Toghe verdi, Stefania Divertito

Fuoriprogramma impegnato.
Ubik e Rotary Club Foggia Capitanata
Chiamiamole pure Toghe Verdi. L’inchiesta di Stefania Divertito
Giovedì 8 marzo, ore 18.30. Spazio live della libreria Ubik di Foggia
La giornalista esperta di tematiche ambientali presenta il suo libro-denuncia

Stefania Divertito fruga nella discarica della memoria pubblica e l’aggiorna. Fa restauro di coscienza civile della nostra sbracata identità di popolo. Reagiremo, alla lunga succederà, ma dopo quale altra sciagura ancora?  
A chiederlo, è il mai banale Erri De Luca, nella prefazione realizzata all’inchiesta della giornalista Stefania Divertito, protagonista del fuoriprogramma impegnato organizzato dalla Libreria Ubik e dal Rotary Club Foggia Capitanata, in programma giovedì 8 marzo, alle ore 18.30, nello spazio live di Piazza U. Giordano. 

L’autrice presenta il suo ultimo libro-denuncia, dal titolo Toghe verdi. Storie di avvocati e battaglie civili (Edizioni Ambiente, 2011), testo di scottante attualità, in un momento di forti tensioni per la questione Tav. La presentazione di giovedì vuole essere un momento importante per aprire un valido dibattito con associazioni, enti, giornalisti e lettori interessati al tema della reale utilità di certe grandi opere pubbliche a cominciare dal Tav di Val di Susa.

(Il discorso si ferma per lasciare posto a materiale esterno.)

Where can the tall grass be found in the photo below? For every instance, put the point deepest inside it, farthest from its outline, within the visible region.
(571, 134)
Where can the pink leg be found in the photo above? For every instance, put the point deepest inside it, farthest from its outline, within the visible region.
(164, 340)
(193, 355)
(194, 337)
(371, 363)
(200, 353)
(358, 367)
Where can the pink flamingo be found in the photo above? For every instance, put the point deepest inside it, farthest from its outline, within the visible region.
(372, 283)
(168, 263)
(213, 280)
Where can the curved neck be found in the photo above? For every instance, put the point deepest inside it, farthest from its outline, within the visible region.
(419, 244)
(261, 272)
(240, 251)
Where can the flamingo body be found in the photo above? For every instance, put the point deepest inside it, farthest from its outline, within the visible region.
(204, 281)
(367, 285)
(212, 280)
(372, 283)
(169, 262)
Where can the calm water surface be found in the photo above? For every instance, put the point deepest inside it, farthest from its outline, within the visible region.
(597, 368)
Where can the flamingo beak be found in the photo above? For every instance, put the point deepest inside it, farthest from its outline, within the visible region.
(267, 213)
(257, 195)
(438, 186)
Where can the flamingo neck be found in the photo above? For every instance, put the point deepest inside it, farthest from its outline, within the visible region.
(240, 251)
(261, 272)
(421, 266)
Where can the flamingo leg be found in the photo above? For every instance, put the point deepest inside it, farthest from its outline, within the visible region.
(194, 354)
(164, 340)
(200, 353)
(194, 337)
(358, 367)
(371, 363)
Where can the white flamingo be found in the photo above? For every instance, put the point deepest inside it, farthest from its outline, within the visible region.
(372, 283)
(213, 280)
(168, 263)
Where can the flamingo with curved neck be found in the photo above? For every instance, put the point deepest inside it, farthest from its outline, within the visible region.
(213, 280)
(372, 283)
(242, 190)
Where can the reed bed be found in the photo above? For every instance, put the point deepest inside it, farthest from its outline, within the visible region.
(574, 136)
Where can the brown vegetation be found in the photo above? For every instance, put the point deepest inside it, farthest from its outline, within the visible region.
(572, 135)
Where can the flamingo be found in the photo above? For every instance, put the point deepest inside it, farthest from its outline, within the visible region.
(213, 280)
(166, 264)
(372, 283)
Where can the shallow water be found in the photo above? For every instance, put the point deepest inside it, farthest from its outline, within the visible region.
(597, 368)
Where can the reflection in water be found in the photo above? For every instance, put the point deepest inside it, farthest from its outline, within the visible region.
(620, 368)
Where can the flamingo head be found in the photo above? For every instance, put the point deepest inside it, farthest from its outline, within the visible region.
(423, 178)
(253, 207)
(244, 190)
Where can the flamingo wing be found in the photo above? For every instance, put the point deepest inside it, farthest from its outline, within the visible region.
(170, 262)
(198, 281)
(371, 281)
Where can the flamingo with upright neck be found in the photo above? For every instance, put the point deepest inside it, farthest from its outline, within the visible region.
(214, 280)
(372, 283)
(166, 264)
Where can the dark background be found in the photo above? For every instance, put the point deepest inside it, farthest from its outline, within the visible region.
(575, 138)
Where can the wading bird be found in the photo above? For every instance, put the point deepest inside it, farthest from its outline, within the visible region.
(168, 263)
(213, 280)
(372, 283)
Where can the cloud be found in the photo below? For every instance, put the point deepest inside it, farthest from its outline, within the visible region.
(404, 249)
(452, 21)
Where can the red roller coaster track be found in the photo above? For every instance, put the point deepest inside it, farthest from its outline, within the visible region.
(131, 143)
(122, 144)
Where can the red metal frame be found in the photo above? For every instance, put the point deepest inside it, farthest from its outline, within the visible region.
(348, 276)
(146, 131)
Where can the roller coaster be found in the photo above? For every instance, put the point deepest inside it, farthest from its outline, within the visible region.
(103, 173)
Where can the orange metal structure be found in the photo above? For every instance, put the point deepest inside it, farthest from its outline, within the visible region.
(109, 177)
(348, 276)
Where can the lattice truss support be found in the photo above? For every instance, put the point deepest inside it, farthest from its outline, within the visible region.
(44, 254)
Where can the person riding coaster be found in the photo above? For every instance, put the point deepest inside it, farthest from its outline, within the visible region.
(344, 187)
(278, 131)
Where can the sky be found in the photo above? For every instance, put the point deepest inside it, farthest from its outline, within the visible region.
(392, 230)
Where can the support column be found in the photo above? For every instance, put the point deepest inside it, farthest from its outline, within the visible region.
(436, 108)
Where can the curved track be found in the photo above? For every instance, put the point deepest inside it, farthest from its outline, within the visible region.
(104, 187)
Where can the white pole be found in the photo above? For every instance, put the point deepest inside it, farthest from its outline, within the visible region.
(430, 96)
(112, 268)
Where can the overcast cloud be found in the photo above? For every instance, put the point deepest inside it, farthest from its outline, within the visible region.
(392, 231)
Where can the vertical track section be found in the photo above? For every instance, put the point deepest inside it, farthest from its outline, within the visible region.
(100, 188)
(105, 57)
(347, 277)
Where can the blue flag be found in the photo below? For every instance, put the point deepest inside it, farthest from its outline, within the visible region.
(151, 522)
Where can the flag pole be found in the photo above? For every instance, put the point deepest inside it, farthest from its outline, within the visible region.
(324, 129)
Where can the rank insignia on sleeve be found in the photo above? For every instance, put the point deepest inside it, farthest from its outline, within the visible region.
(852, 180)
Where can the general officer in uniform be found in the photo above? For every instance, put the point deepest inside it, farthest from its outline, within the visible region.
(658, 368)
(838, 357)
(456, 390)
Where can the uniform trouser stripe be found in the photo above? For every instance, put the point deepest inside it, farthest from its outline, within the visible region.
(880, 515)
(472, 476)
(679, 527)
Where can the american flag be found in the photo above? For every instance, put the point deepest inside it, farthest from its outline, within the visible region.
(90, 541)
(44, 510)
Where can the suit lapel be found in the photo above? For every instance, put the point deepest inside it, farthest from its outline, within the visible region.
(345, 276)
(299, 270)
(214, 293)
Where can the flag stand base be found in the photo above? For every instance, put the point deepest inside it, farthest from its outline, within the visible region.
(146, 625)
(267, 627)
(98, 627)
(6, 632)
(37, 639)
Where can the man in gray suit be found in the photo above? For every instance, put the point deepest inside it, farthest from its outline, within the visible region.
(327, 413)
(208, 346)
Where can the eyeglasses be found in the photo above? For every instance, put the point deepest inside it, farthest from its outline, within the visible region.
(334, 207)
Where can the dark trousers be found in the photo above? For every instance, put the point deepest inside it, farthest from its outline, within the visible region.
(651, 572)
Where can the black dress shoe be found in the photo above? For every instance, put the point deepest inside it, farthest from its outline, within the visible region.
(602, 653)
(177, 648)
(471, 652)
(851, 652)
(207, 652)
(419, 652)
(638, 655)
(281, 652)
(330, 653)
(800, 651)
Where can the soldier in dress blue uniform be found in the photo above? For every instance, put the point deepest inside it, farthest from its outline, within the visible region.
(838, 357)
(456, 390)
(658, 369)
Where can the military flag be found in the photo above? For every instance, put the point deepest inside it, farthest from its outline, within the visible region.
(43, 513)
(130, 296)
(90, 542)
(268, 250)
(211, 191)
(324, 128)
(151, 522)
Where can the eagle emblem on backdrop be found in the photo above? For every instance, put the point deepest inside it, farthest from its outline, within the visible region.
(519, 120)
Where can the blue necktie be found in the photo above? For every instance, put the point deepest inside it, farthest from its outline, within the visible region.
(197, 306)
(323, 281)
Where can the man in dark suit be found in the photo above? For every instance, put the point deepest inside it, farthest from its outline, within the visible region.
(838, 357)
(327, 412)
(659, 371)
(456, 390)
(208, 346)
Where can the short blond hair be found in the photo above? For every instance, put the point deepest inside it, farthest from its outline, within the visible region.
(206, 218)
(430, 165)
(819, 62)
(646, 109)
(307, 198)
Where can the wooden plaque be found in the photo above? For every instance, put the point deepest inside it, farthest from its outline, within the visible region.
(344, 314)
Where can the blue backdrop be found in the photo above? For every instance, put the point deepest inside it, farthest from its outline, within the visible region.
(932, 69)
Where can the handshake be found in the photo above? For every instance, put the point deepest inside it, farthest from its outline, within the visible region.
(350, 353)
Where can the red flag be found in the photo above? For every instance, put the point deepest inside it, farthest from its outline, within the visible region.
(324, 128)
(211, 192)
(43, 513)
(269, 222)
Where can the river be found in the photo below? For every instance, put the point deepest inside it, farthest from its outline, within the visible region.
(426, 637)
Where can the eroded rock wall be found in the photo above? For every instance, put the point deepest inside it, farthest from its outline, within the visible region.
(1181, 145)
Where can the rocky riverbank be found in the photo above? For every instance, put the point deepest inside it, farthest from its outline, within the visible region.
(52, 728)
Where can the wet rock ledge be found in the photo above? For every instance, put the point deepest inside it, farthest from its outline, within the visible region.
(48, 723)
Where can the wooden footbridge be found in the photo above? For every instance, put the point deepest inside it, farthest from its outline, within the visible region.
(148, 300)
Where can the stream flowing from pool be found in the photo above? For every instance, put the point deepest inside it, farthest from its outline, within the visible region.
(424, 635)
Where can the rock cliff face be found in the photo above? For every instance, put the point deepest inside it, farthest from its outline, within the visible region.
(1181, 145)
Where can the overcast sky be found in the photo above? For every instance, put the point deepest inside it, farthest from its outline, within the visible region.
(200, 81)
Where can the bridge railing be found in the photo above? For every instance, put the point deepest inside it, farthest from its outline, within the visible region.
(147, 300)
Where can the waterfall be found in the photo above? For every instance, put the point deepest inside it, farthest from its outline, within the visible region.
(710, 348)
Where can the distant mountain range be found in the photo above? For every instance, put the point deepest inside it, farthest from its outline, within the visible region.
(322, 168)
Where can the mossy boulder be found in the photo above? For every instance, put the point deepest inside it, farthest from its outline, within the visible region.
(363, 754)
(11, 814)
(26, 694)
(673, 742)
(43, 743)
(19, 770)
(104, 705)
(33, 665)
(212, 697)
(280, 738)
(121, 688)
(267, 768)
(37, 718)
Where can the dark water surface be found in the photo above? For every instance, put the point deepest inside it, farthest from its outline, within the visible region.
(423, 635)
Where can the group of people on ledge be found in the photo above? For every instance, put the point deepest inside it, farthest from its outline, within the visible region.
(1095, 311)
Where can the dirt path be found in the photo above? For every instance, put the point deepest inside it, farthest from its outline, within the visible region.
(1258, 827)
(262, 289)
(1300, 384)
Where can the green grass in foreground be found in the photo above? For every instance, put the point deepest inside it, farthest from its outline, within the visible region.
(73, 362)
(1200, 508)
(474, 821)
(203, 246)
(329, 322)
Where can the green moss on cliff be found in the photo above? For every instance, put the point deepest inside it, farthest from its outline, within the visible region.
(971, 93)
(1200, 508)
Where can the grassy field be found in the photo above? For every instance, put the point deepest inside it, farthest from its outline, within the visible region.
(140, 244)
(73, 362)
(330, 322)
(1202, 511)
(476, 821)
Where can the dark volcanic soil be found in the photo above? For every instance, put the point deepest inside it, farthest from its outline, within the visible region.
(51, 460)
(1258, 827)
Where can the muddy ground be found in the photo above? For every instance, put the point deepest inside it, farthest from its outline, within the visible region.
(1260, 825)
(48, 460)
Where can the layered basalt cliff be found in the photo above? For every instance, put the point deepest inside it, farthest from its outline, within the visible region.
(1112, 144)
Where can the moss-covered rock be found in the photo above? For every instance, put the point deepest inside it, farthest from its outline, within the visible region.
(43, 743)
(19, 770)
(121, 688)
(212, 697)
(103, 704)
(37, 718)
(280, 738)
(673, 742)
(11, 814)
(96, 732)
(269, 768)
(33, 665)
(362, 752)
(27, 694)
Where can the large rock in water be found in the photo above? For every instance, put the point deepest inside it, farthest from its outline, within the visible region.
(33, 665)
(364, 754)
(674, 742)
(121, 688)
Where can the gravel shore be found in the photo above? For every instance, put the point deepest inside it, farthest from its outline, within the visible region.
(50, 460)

Toghe verdi (Edizioni Ambiente, 2011; pagine 176; € 14). Porto Tolle, Larderello in Val di Cecina, Praia a Mare, e ancora Malagrotta, il Mugello: fanno tutti parte della triste e italianissima toponomastica degli scempi. Scenari naturali irrimediabilmente compromessi e, per le persone, un’esistenza che di umano ha ormai ben poco. La cronaca giudiziaria è piena di queste storie: c’è chi, per regalare all’Italia un treno da record, non ha esitato a sventrare la pancia del Mugello e a rubare acqua a fiumi e acquedotti, mettendo in pericolo anche la stabilità di una fetta di Firenze. O chi inserisce deroghe alle leggi per favorire imprese produttive fortemente inquinanti, con buona pace di parchi naturali. O ancora chi dell’emissione di sbuffi tossici sembra aver fatto il proprio vessillo. Eppure, la lotta intrapresa da comitati e associazioni ha trovato l’appoggio di alcuni coraggiosi “investigatori togati”, protagonisti di importanti battaglie ambientali, che sono riusciti ad arrivare laddove nessuno si era mai spinto (estratto dalla quarta di copertina).

Stefania Divertito. Nata a Napoli nel 1975, è giornalista d’inchiesta specializzata in tematiche ambientali. Responsabile della cronaca nazionale per il quotidiano Metro, collabora con alcuni periodici nazionali. Per la sua inchiesta sull’uranio impoverito ha vinto nel 2004 il premio Cronista dell’anno indetto dall’Unione cronisti italiani. Ha pubblicato il libro-reportage Il fantasma in Europa (2004, con Luca Leone) e Uranio il nemico invisibile (2005). Per VerdeNero ha scritto Amianto. Storia di un serial killer (2009).